SoftBank bought Vodafone’s Japanese operation for around $17 billion in 2006 and gobbled up US wireless internet provider Sprint Corp for more than $20 billion three years ago. And since 2014 it has closed a further eight acquisitions totaling more than $10 billion, data from Dealogic shows.
But Son’s latest acquisition attempt is his biggest yet — and perhaps his boldest.
Son, who recently firmed up his control of SoftBank after the exit of heir-apparent Nikesh Arora, has bid for a British technology company that has few synergies with SoftBank, according to one senior Hong Kong-based technology analyst, who declined to be quoted by name.
ARM Holdings designs semiconductor chips used in mobile phones, industrial machines and intelligent vehicles. It is a major player in the so-called internet of things. SoftBank’s business is diverse but it is primarily a telecommunications service provider.
Despite this difference, the acquisition appears to make some sense for a company that has long shown an acquisitive spirit. After all, ARM may give SoftBank a hint of which other companies to buy in the future.
“ARM gives you access to very upstream industry thinking,” said the Hong Kong-based analyst. “When ARM designs a chip, it gets used in a real product. But ARM is five years ahead of these product lines. It gives a potential window to the future.”
SoftBank appears prepared for a merger that is not going to see the two companies wedded together into one. In a statement, Son said that ARM will remain an independent business “within SoftBank” and would continue to be headquartered in Cambridge, England.
Brexit didn’t help price
SoftBank bid £17 per share for the company, valuing ARM at just over £24 billion ($31.6 billion). The bid offered a premium of 43% to ARM’s closing price on Friday and a 69.3% premium over the three-month volume weighted average price.
The timing of the deal, coming less than a month after the British public voted to leave the European Union, caused Philip Hammond, the UK’s new chancellor, to boast that Britain was “open for business — and open to foreign investment,” despite the Brexit vote.
Indeed, Brexit made the acquisition no cheaper for Softbank.
ARM’s stock price ended last week at £11.89, some 17% above where it closed on June 23, the day of the British EU referendum.

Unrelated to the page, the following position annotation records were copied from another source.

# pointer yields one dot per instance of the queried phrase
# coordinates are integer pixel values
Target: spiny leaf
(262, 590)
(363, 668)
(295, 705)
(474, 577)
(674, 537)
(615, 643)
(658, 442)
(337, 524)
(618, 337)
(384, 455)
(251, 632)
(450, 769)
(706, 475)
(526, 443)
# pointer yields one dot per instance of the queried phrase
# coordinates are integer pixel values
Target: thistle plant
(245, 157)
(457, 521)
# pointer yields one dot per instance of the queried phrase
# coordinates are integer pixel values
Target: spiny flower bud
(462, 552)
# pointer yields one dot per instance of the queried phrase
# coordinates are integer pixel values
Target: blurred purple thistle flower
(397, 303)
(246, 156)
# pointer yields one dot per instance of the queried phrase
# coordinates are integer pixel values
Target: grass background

That rise more than offsets the 10% fall in the British pound against the Japanese yen over the same period, based on where the FX pair traded late Monday.

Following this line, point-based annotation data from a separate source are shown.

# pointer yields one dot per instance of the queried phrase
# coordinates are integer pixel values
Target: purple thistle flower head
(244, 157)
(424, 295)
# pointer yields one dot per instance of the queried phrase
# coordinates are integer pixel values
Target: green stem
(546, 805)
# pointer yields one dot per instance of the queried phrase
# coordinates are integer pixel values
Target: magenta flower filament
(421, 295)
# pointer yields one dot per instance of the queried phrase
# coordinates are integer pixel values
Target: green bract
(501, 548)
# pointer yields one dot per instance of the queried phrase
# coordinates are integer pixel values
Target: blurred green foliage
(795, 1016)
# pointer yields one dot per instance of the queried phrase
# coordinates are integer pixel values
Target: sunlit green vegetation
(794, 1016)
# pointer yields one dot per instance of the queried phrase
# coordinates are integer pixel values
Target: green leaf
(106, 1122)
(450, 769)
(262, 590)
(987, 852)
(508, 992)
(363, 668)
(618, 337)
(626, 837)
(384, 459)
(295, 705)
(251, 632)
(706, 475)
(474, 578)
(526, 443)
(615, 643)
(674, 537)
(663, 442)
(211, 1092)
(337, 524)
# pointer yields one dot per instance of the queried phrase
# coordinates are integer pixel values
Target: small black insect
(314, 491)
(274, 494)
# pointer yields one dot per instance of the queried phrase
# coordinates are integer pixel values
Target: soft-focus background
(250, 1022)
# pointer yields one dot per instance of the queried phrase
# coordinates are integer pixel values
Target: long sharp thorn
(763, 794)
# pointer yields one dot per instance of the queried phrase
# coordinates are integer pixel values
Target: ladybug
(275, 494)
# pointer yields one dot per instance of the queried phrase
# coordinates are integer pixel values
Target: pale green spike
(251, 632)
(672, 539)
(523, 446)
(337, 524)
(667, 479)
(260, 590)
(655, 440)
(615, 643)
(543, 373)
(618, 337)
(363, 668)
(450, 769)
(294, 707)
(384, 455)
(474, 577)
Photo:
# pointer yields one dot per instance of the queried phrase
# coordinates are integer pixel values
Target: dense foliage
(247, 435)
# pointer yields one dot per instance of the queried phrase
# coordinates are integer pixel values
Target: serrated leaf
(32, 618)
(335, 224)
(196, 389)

SoftBank is planning to pay for the company with a mix of cash on balance sheet — helped by the recent sale of part its stake in Alibaba — and a ¥1 trillion ($9.53 billion) two-year bridge loan from Mizuho Bank. The company says it will refinance the loan with long-term financing.
The announcement pushed up ARM’s shares by over 40% in London trading, close to Softbank's bid price. The impact on SoftBank’s shares, however, is still to be seen. The Tokyo Stock Exchange was closed on Monday due to a public holiday.
It is unclear whether a rival suitor will emerge, given the potential regulatory obstacles should a counter-bid come from one of ARM's customers or rivals.
SoftBank already owns 1.42% of ARM’s shares. But it still needs to win the consent of some major outside investors before the deal can go through. Baillie Gifford & Co owns 10% of the company, Blackrock holds 5.3%, and Thornburg Investment Management has a 5% stake.